ALERTE - L'armée annonce la mise en place d'un organe de transition pour diriger le Burkina Posté le 31/10/2014 - Par Ouagadougou - (©AFP / 30 octobre 2014 18h56) CEDEAO

Il revient au peuple burkinabé de décider de son avenir, estime l'UE
Bruxelles - L'Union européenne a estimé vendredi qu'il revenait au peuple burkinabè de décider de son avenir, y compris par des élections, au lendemain de violentes émeutes contre le régime de Blaise Compaoré et de l'annonce par les militaires de leur prise du pouvoir.
L'Union européenne suit avec préoccupation la situation au Burkina Faso, et déplore les actes de violence ainsi que la perte de vies humaines à la suite des affrontements d'hier entre manifestants et forces de l'ordre, a déclaré dans un communiqué Sébastien Brabant, un porte-parole du service diplomatique de l'UE.
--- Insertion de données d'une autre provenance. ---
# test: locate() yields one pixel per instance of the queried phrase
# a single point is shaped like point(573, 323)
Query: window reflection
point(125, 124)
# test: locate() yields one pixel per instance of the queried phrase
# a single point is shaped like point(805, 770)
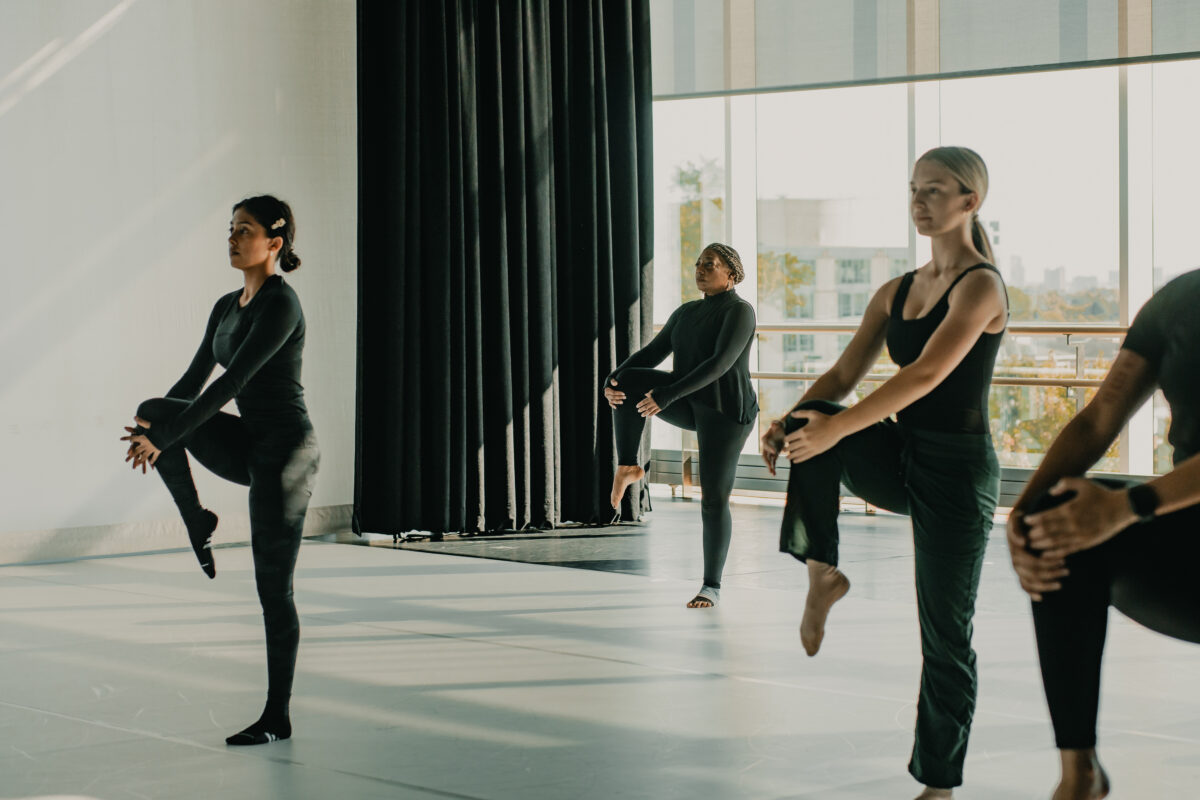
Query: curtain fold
point(505, 239)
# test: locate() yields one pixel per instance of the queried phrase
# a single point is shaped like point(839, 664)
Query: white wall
point(127, 130)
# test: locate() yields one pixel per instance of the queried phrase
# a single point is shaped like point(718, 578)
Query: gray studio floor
point(427, 674)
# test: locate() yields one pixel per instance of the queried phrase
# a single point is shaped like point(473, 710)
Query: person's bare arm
point(973, 305)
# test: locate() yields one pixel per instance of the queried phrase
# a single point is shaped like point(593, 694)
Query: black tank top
point(958, 404)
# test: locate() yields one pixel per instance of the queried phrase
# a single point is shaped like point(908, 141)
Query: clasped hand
point(817, 435)
point(142, 451)
point(1041, 542)
point(647, 407)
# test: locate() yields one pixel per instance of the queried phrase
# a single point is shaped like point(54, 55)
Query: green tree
point(702, 186)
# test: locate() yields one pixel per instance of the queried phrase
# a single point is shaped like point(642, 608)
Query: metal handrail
point(997, 380)
point(1020, 329)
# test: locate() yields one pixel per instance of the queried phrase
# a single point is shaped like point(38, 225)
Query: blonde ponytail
point(971, 173)
point(981, 240)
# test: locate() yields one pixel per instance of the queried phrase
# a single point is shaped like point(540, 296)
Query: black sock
point(199, 531)
point(273, 726)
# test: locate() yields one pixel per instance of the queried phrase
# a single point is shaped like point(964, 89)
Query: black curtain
point(504, 257)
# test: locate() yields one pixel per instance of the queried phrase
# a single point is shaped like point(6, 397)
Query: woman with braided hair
point(707, 390)
point(257, 334)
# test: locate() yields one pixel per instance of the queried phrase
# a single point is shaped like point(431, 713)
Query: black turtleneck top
point(958, 404)
point(711, 340)
point(259, 346)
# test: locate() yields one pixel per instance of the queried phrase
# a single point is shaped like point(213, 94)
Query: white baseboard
point(151, 535)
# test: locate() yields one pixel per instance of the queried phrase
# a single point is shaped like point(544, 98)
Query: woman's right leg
point(869, 462)
point(628, 425)
point(220, 444)
point(1146, 572)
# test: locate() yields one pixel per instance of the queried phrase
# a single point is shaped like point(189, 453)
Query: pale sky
point(1050, 142)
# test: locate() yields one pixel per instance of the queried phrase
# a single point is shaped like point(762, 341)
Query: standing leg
point(1147, 573)
point(869, 463)
point(220, 444)
point(628, 423)
point(279, 500)
point(720, 440)
point(954, 486)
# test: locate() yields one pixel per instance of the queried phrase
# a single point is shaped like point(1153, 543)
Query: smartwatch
point(1143, 501)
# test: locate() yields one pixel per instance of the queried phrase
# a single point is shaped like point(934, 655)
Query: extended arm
point(1089, 435)
point(1078, 446)
point(737, 328)
point(850, 368)
point(275, 323)
point(973, 305)
point(651, 355)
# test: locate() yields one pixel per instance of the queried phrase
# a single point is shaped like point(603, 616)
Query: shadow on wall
point(53, 56)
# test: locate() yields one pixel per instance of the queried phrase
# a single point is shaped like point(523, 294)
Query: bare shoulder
point(978, 284)
point(886, 294)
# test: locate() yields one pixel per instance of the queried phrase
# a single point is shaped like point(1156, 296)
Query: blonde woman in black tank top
point(942, 325)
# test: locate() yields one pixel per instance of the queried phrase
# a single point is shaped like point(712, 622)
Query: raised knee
point(826, 407)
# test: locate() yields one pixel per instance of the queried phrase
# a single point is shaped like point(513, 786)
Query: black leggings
point(1147, 572)
point(720, 441)
point(279, 468)
point(948, 483)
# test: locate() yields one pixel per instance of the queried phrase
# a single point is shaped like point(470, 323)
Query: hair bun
point(289, 262)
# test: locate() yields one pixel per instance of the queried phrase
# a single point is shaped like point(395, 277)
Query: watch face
point(1143, 501)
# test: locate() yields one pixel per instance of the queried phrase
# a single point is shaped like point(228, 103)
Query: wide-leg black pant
point(280, 467)
point(948, 483)
point(1147, 572)
point(719, 439)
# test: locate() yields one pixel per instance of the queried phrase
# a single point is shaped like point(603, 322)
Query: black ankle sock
point(199, 531)
point(273, 726)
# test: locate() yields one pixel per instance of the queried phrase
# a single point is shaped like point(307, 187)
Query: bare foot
point(1083, 777)
point(930, 793)
point(827, 585)
point(621, 481)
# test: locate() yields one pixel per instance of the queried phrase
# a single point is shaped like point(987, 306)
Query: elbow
point(923, 378)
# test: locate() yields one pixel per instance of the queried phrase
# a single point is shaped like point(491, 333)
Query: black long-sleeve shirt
point(711, 340)
point(261, 348)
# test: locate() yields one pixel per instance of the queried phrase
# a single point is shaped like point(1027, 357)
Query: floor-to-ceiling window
point(798, 122)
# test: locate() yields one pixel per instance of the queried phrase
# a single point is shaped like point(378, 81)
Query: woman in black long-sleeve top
point(707, 390)
point(257, 334)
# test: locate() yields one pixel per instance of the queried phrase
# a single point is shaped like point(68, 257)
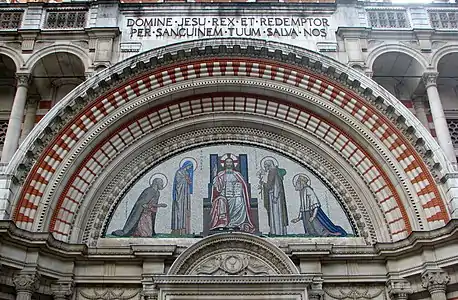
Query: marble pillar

A la suite de l'annonce par le gouvernement du retrait du projet de loi sur la réforme de la Constitution, nous appelons au sens de la responsabilité de toutes les forces politiques, de l'armée et des institutions républicaines ainsi que du peuple burkinabè pour construire ensemble un nouvel avenir pour le pays, de façon apaisée, dans le respect des principes démocratiques et de la Constitution, a-t-il ajouté.
L'Union européenne estime qu'il revient au peuple burkinabè de décider de son avenir, a dit M. Brabant, ajoutant que toute solution doit être le fruit d'un large consensus et se faire dans le respect de la Constitution. Nous nous tenons prêts à travailler auprès du peuple burkinabè pour assurer un retour à la normalité, y compris par l'organisation des élections, a-t-il précisé .
L'UE a dit étroitement travailler avec ses partenaires internationaux pour assurer une réponse coordonnée à la situation et garantir le respect de la Constitution.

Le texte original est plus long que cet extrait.